Getting down on myself on a daily basis for what I hadn’t accomplished was sucking me to the darkside.  It’s an old habit.  A pre-health-journey habit that I didn’t even realize I was participating in because it’s so comfortable.  And did I come to that conclusion on my own?  No, I needed help.  About a week ago I went into my therapist ('get help when you can’t do it on your own' in action) because I had slipped into random compulsive eating (get over here chips and cheese.  Mmmm) and that hadn’t happened in at least 9 months.  Why can I no longer control myself?  Help!

So I bitched about my weight and my alarm with my lack of self-control.  Then we started talking about other stuff.  The wedding planning.  The  family.  The work.  Work has been a struggle recently (specifics are changed for the sake of my employment) and I surprised myself on how long I went on about it.  There isn’t a hard red line sharpie mark from “my employees are idiots” √† “hand me the twinkie” because back in the winter I was under far more stress and the weight was still steadily dropping.  The difference is “my employees are idiots and I give up trying to teach them because it’s impossible.  Space.  Please hand me the twinkie.”  That feeling of despair or ‘giving up’ is what makes friends with the bag of kettlecorn.  Fill the impossible void.

Then she gave me really good advice (which she always does): treat my journey like I’m at the beginning again.   Pretend I’m at the starting line.

Which is impeccable timing because in my chapter outlines, right around now I had planned on talking about that farewell meal ritual I always plan for myself before I go on a diet.  A last supper to launch into the ‘new me’ which of course, never works and is never as satisfying as I think it’s going to be.  Although I do remember every meal I ate as a splurge before each official start over the years.  One time it was Arby’s.
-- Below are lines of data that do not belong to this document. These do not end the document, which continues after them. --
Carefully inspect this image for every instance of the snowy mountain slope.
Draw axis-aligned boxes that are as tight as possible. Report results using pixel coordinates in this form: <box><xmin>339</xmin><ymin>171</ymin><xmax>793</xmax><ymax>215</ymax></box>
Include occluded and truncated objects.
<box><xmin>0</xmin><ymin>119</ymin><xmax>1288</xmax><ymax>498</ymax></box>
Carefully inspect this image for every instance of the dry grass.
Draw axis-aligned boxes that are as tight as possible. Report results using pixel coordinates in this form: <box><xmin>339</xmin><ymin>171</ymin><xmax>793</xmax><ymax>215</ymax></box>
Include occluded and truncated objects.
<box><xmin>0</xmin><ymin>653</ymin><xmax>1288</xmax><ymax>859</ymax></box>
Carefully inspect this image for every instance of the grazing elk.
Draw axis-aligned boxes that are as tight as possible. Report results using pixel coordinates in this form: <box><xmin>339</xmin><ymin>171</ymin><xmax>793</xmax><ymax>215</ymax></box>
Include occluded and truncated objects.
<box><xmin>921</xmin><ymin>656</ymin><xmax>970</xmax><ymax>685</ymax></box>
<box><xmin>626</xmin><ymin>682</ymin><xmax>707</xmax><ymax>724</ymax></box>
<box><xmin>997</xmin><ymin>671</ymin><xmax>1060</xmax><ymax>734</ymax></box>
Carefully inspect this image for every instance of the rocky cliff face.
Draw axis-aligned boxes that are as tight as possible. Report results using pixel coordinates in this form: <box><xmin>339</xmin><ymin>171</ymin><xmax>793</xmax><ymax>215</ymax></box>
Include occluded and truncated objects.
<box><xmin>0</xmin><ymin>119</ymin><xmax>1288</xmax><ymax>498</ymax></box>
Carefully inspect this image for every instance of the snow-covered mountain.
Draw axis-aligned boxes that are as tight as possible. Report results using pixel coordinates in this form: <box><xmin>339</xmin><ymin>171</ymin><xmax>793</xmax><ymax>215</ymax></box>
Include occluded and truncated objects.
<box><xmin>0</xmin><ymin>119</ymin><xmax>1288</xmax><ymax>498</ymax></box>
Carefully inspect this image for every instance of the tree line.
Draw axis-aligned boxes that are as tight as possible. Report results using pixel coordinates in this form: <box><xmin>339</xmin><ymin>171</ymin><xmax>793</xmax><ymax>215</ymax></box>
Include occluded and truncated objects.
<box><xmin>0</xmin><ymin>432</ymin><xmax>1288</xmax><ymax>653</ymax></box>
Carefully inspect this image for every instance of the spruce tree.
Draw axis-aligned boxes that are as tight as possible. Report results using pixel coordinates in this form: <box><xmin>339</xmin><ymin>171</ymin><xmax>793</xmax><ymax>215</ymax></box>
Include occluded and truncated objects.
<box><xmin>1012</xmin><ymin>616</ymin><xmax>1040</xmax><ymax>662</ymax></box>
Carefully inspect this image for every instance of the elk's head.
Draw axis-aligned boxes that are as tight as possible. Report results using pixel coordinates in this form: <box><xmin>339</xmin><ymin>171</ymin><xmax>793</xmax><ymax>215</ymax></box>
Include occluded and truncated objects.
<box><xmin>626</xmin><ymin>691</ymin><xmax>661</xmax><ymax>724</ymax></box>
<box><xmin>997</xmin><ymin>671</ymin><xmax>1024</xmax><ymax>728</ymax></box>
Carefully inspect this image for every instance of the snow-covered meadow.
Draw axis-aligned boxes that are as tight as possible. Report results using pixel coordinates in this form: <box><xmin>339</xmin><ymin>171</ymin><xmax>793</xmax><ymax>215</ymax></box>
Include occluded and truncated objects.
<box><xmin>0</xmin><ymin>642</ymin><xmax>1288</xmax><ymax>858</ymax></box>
Then a big BLT.  I always remember what I put in my mouth and then the ensuing failure.

The difference this time with pretending to start over is going back to last May and thinking about how I saw myself.  How I saw this journey going.   I remember loathing exercise (which is still alive, but I force myself), scared of the food and being drawn to red meat.   Recently I’ve been overexercising and cut out the red meat, so I decided to flip those around.

However, the biggest, glaring difference is that even though I was ready to get on board with changing, I didn’t hate myself or my body.  I quite liked myself.  Even though it was bigger I still felt sexy.  And now that I am 60 pounds lighter and I started the daily beat-up.  Of how not sexy I am.  Of how much more I have to go.  Of the daily belly inspection.  So the biggest change I needed to make with pretending this is the beginning was to be nice to me.  It sounds silly but I forgot how to do that.  Be happy in the current package.

Although it may seem irrelevant, it’s the ever so slight attitude adjustment of thinking: it’s not about what I don’t want.  It’s about what I do want.  It’s not about what I don’t like but what I do like.  Just changing the view from the negative connotation “I don’t” to the positive “I do” has shifted me back onto my path.  What was old is new again.